The Western District, San Antonio Division issued an opinion in the case styled, McClelland v. Chubb Lloyd’s Insurance Company of Texas and Robert Pritchard.
The McClellands suffered a loss to their home and Chubb sent adjuster Pritchard to evaluate and adjust the loss. The McClellands did not like the result and sued Chubb and Pritchard in State Court. Chubb and Pritchard had the case removed to Federal Court.
Pursuant to 28 U.S.C., Section 1441, defendants may remove to the appropriate district court any action in which the district courts have original jurisdiction. Under Section 1332, district courts have original jurisdiction in diversity actions between citizens of different states that involve an amount in controversy exceeding $75,000. District courts are prohibited from exercising jurisdiction when a party has been improperly or collusively joined to manufacture federal diversity jurisdiction. Improper joinder may be established by (1) actual fraud in the pleading of jurisdictional facts, or (2) inability of the plaintiff to establish a cause of action against the non-diverse party in state court.

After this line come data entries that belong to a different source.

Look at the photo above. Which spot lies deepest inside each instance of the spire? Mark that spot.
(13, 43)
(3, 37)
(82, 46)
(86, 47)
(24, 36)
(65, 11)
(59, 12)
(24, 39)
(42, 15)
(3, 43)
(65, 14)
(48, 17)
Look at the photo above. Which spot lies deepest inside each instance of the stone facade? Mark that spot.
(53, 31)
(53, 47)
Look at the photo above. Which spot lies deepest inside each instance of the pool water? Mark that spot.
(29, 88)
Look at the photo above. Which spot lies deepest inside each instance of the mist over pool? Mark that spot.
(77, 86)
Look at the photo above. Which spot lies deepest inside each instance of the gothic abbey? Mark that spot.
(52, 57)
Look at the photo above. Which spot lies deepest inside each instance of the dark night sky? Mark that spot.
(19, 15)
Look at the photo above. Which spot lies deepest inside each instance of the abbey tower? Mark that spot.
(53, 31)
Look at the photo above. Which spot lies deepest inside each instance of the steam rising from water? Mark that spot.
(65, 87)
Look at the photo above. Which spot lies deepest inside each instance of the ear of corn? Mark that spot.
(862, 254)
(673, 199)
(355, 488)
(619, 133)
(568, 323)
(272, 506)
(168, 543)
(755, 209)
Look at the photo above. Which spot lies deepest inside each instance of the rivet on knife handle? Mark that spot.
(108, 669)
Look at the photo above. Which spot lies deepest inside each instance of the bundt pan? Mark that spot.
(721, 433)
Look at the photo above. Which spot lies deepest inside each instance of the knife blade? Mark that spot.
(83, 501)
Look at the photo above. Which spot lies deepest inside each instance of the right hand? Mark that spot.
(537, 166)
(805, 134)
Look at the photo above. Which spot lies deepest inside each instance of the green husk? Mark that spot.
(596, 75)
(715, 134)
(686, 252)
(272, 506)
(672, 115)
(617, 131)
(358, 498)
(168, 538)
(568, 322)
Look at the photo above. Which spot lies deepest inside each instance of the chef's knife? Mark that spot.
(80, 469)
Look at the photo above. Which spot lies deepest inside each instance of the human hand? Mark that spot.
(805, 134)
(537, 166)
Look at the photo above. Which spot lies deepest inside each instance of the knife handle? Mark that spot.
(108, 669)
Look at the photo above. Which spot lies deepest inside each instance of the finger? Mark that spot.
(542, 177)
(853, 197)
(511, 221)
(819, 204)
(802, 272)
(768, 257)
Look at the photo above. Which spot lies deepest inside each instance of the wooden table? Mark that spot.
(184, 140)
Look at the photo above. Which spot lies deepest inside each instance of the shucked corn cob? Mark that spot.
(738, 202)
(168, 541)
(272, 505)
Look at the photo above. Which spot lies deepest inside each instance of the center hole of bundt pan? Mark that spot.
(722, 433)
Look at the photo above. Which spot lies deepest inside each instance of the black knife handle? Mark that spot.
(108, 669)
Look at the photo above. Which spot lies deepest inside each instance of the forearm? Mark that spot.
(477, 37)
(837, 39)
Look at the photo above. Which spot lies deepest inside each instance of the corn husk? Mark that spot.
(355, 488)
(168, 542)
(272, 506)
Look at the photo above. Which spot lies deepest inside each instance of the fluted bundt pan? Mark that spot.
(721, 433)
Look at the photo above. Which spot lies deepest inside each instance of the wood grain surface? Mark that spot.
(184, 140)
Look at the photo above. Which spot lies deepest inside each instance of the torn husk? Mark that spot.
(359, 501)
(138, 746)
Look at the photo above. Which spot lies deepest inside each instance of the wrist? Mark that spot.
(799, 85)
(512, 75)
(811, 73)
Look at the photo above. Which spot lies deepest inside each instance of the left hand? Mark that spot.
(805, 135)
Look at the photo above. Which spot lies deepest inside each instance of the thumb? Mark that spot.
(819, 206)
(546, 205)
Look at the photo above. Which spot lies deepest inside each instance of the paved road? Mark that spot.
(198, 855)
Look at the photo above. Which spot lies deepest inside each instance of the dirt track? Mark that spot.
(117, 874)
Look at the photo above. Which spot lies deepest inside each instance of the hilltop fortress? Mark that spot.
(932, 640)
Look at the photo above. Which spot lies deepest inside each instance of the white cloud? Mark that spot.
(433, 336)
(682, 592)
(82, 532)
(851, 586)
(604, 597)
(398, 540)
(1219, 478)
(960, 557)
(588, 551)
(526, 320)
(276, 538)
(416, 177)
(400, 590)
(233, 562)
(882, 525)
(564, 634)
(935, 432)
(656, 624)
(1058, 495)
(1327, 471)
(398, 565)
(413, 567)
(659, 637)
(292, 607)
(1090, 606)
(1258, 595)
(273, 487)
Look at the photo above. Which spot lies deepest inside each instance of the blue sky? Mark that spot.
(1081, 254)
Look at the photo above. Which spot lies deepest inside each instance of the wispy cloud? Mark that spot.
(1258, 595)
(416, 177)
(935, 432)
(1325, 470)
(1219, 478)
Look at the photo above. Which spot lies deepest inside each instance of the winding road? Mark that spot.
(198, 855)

Under the second prong, which is at issue in this case, the test is whether the defendant has demonstrated that there is no possibility of recovery by the plaintiff against an in-state defendant, which stated differently means that there is no reasonable basis for the district court to predict that the plaintiff might be able to recover against an in-state defendant. To make this determination, the court may conduct a Rule 12(b)(6) type analysis, looking initially at the allegations of the compliant to determine whether the complaint states a claim under state law against the in-state defendant. The federal standard, not the applicable state pleading standard, applies when conducting this analysis. The federal pleading standard dictates to pass muster under Rule 12(b)(6), a complaint must have contained enough facts to state a claim to relief that is plausible on its face. Adjusters may be held individually liable for violations of the Texas Insurance Code but they have to have committed some act that is prohibited by the section, not just be connected to an insurance company’s denial of coverage. When a court determines that a non-diverse party has been improperly joined to defeat diversity, that party must be dismissed without prejudice.
This court then applied the pleadings in this case to the law stated above and made it’s ruling. The case does a good job of out-lining the requirements of a pleading that wants to maintain a cause of action against an adjuster.